Runfile Example¶
SIDR’s runfile mode accepts any comma-delimited file with at least an “ID” column with the contigID, an “Origin” column with the species name as identified by an outside classification tool, and one or more variable columns with which to construct the model. One way to construct a runfile with GC content and coverage variables calcluated with BBTools is described below.
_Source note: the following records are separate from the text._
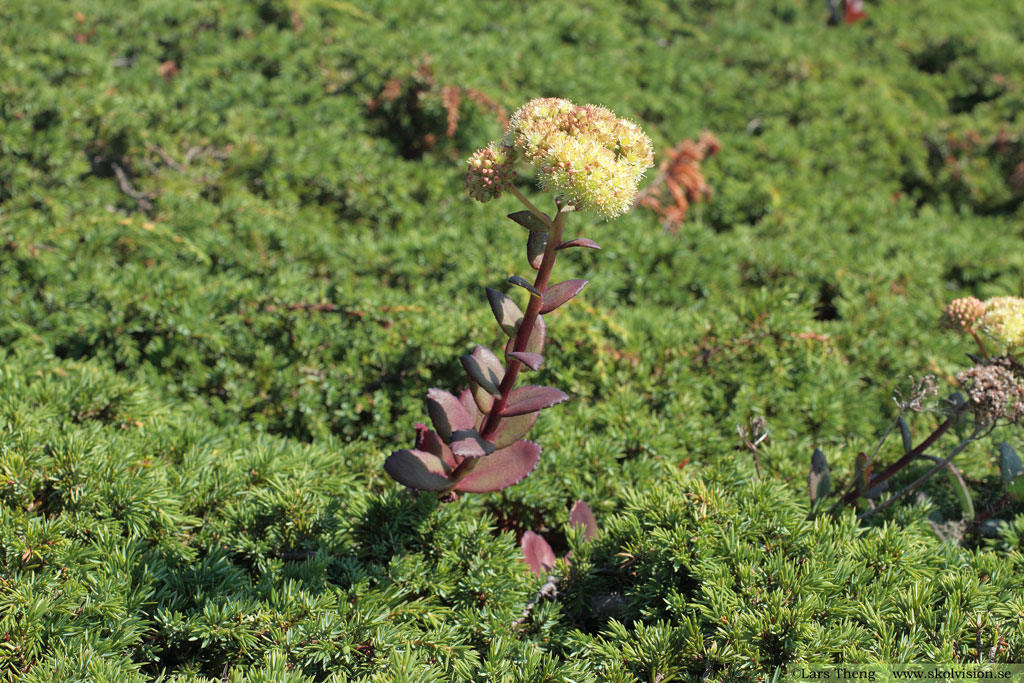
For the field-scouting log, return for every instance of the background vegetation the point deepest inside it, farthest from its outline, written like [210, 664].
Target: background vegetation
[236, 251]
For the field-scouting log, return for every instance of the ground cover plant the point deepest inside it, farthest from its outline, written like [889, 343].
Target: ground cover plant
[237, 250]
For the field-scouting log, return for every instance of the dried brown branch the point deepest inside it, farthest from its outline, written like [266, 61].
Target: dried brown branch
[679, 176]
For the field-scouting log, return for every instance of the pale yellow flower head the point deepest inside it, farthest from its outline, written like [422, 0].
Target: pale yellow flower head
[586, 153]
[964, 312]
[1004, 319]
[488, 171]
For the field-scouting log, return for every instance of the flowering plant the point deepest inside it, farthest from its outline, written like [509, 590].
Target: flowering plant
[994, 397]
[590, 160]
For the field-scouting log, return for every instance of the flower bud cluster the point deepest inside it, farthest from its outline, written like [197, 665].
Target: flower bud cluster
[964, 312]
[586, 153]
[488, 171]
[995, 390]
[1004, 319]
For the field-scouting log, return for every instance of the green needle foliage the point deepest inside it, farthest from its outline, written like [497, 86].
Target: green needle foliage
[236, 251]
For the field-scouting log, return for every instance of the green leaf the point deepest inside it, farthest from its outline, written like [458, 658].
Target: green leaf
[967, 503]
[530, 398]
[581, 515]
[531, 360]
[512, 429]
[506, 311]
[481, 397]
[861, 474]
[502, 468]
[904, 431]
[536, 244]
[418, 469]
[469, 443]
[1010, 464]
[523, 283]
[1016, 488]
[819, 479]
[446, 414]
[579, 242]
[484, 369]
[561, 292]
[538, 554]
[537, 338]
[531, 222]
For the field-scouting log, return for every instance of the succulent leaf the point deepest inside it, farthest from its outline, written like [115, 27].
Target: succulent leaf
[531, 360]
[485, 369]
[418, 469]
[502, 468]
[530, 398]
[523, 283]
[512, 429]
[506, 311]
[530, 221]
[446, 414]
[537, 338]
[536, 244]
[469, 443]
[579, 242]
[561, 292]
[428, 440]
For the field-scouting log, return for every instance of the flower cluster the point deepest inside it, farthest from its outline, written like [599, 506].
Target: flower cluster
[489, 172]
[1004, 319]
[586, 153]
[964, 312]
[995, 389]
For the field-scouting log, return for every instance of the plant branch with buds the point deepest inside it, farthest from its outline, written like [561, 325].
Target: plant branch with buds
[590, 160]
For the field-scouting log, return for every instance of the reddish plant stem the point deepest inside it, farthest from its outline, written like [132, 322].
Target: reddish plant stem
[523, 332]
[887, 473]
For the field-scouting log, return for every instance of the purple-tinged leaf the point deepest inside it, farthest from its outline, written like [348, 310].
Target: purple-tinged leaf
[428, 440]
[511, 430]
[502, 468]
[481, 398]
[579, 242]
[559, 293]
[485, 369]
[531, 360]
[536, 244]
[446, 414]
[581, 515]
[523, 283]
[506, 311]
[537, 337]
[466, 398]
[469, 443]
[418, 469]
[530, 221]
[530, 398]
[538, 554]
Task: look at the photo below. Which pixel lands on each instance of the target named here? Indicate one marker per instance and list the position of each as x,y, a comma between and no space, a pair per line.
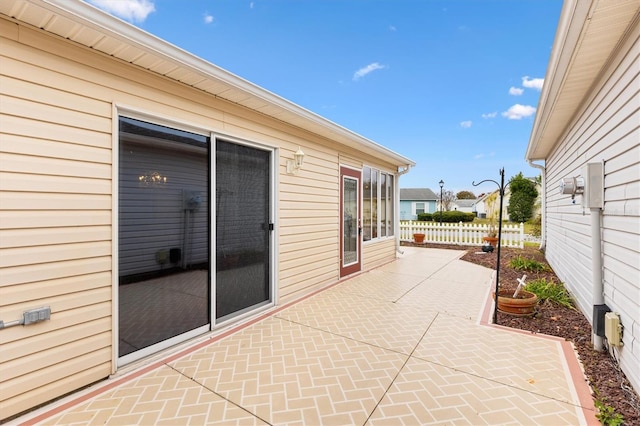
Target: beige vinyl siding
607,128
309,223
376,253
56,219
55,233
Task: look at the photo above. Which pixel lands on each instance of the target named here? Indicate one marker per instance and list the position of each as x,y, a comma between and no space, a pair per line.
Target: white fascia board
572,18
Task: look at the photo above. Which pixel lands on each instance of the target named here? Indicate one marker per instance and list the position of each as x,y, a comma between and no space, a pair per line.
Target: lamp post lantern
501,187
441,183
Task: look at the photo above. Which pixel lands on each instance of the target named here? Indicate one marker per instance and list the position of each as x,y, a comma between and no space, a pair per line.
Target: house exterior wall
58,114
605,129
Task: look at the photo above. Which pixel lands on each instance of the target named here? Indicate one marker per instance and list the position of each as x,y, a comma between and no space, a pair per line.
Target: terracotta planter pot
491,240
418,238
523,305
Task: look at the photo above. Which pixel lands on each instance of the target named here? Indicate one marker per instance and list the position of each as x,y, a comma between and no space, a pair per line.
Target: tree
523,198
448,197
466,195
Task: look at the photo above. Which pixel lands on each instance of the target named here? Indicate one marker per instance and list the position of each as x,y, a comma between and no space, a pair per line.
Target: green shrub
606,413
536,226
524,264
550,290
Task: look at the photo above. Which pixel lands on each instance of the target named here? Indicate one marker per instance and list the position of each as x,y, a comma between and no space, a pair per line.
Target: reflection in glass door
163,237
350,226
243,228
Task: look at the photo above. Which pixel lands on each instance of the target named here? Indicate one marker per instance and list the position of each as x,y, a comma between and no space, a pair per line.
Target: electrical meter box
613,329
593,175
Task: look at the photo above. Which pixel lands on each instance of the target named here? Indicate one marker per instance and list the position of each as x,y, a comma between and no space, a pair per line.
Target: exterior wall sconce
294,165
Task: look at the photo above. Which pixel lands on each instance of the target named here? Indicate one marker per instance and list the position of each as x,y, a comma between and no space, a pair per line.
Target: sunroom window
377,197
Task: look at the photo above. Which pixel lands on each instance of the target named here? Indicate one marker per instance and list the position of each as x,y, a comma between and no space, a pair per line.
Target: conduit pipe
597,286
543,211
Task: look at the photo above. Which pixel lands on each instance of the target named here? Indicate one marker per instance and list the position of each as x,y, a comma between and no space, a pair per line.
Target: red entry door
350,225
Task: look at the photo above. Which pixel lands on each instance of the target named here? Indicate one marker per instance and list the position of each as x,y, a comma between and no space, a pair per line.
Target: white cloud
130,10
517,112
515,91
366,70
532,83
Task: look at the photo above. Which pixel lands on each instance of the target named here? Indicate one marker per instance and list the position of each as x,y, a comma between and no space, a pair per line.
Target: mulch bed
600,368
For this example, you will need:
- A preliminary assembly
- An alignment back to that preliminary assembly
- A copy of the NCBI Taxonomy Dump
- A local BLAST database
BLAST the assembled data:
blastn \ -task megablast \ -query [assembly FASTA] \ -db nt \ -outfmt '6 qseqid qlen staxids bitscore std sscinames sskingdoms stitle' \ -evalue 1e-25 \ -max_target_seqs 2 \ -out blast.out
Select the best BLAST hits:
cat blast.out | awk '!_[$1]++' | cut -f 1,2,15 | sed 's/scaffold_//g' | sort -k1n > scaffold_identities.txt
Use BBTools to calculate GC content and coverage:
pileup.sh countgc=t out=[organism].out in=[assembly BAM] ref=[assembly FASTA]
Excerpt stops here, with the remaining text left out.